Consumers may be influenced by a number of factors when buying goods, including claims about where a product was grown, produced or made. If you choose to make a country of origin claim, or are legally required to do so, it must be clear, accurate and truthful.
Under the ACL, certain food products offered or suitable for retail sale will be required to display country of origin information.
The ACL doesn’t require non-food products to carry country of origin labelling, although other laws may do so.
All businesses, whether they are legally required or choose to display country of origin labelling, are prohibited from making false or misleading representations or engaging in misleading or deceptive conduct about the origin of goods (both food and non-food). Country of origin claims can be made using words and/or pictures and may be:
- expressed by a statement such as ‘Made in Australia’, ‘Product of Thailand’, ‘Grown in New Zealand’
- implied by words or images e.g. product packaging with a map of Italy superimposed on the Italian flag could be interpreted as implying that the product is of Italian origin.
If a reasonable conclusion from the use of particular words or images is that a good was grown, made or produced in a particular country when that is in fact not the case, there is a risk of breaching the ACL. It’s your responsibility to ensure you have a reasonable basis for any and all claims you make about goods. It’s not a defence, or an excuse, to say that you ‘didn’t know’ your country of origin claim was misleading.
It’s up to individual businesses to work out what type of origin claim they can make about their products. To provide certainty to businesses, the ACL sets out four situations where you can safely make a country of origin claim without it raising concerns under the law. These are referred to as ‘safe harbour defences’.
The safe harbours cover claims that goods:
- were grown in a particular country
- are the produce of a particular country
- were made or manufactured in, or otherwise originated in, a particular country
- carry a mark specified in an information standard relating to country of origin.
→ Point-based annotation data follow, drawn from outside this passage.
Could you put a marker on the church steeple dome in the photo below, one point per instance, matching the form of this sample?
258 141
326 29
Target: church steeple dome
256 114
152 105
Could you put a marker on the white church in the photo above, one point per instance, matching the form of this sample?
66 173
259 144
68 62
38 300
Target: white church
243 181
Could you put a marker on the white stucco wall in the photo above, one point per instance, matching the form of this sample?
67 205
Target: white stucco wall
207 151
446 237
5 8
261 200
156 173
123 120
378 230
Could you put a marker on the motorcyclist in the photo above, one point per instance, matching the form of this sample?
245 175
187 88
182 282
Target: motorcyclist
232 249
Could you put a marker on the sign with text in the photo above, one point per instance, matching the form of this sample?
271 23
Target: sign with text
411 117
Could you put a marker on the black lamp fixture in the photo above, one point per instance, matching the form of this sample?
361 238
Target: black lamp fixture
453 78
If a business satisfies the criteria for a safe harbour defence they will have an automatic defence against an allegation that they have breached the relevant section of the ACL insofar as the claim concerns a country of origin.
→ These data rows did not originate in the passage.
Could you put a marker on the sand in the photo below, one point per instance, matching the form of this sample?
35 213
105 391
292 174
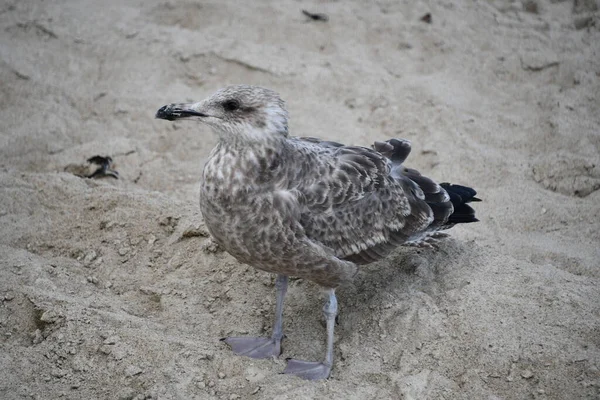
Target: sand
113 289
Failure to satisfy the requirements of a safe harbour doesn’t mean that a business is unable to make that particular country of origin claim. A business may still make the claim provided they are confident an ordinary and reasonable consumer wouldn’t consider it to be false, misleading or deceptive.
If you sell or supply food for retail sale in stores, markets, online or from vending machines it is likely that you will be required to comply with the Country of Origin Food Labelling Information Standard 2016 (Standard).
The Standard commenced under the ACL on 1 July 2016 and regulates the country of origin information that must be provided for most food offered or suitable for retail sale in Australia. It’s important that producers, manufacturers, processors, and importers, as well as retailers, are aware of the obligations imposed by the Standard.
The existing requirements for country of origin labelling set out in the Australia New Zealand Food Standards Code will remain in place until 30 June 2018. During this transition period, businesses must either:
- continue to comply with the labelling requirements of the Food Standards Code, or
- adopt the new labelling requirements of the Standard.
From 1 July 2018, businesses must label their products according to the requirements of the Standard.
Businesses that wish to adopt the style and graphics of the new food labels for non-food products should be aware that the use of the ‘Australian grown, Australian made’ kangaroo logo on such goods is overseen by Australian Made Campaign Limited (AMCL).
To use the logo on non-food products, businesses must be registered with AMCL and meet the criteria in the AMCL Code of Practice around the use of the logo. Fees and conditions apply. For more information, including on the process for obtaining a licence to use the logo, visit the AMCL website.
As a generic graphic, businesses do not require a licence or approval to use the rectangle bar chart on their non-food goods (e.g. to indicate the proportion by weight of ingredients that originated in a particular country). For example, a business that makes slippers using Australian sheepskin (which makes up to 80 per cent of the product’s materials) could use a bar chart shaded to the 80 per cent mark to show that the goods were made using at least 80 per cent Australian materials.
If a business wishes to use the bar chart to signify something other than the level of Australian content in a non-food product (e.g. the level of Australian ownership of the business), they must ensure that the meaning of the chart is made clear on the packaging.
A business may breach the ACL if a reasonable conclusion from the use of the chart is that the good contains a particular percentage of content from a specified country, when this is not the case.